Modeling and Optimization of Integrated Energy System Based on Energy Circuit Theory

Significant benefits in economics and environment could be attained with the growing development of integrated energy system (IES). Energy hub (EH) has a large potential for realization the objective of implementing complementarity coordination and optimization of IES. EH is a device with multiple inputs and outputs, which plays a role of connecting hub in energy optimization, but it is difficult to model automatically. Aiming at this problem, we propose a standardized matrix modeling method based on energy circuit theory. In this study, EH is first simplified into energy circuit diagram. Then, signal flow graph describing the topology of the energy circuit diagram is developed. On this basis, the energy flow equations are established based on Kirchhoff's extensive properties law. Based on the proposed EH framework, a bi‐level programming model is constructed for maximizing the profits and minimizing costs.

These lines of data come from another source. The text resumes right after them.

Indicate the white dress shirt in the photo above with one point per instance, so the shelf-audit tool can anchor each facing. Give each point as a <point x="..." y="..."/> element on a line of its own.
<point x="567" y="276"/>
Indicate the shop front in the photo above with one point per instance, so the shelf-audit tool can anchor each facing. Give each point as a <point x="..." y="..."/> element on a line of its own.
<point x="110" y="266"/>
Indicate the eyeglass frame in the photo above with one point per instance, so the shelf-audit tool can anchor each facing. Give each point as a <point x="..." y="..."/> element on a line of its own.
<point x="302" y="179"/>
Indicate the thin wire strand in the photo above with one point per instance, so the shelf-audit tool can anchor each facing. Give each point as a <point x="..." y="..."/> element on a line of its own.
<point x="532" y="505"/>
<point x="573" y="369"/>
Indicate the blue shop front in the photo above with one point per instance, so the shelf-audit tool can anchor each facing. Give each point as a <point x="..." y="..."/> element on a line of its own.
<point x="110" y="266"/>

This model was converted into a mixed‐integer linear program (MILP) through jointly employing the Karush–Kuhn–Tucker (KKT) optimality condition, the relaxation technology and the linearization method. Then the MILP is solved with the well‐developed CPLEX commercial solver. Finally, case studies demonstrate the effectiveness of the proposed model and method. © 2021 Institute of Electrical Engineers of Japan. Published by Wiley Periodicals LLC.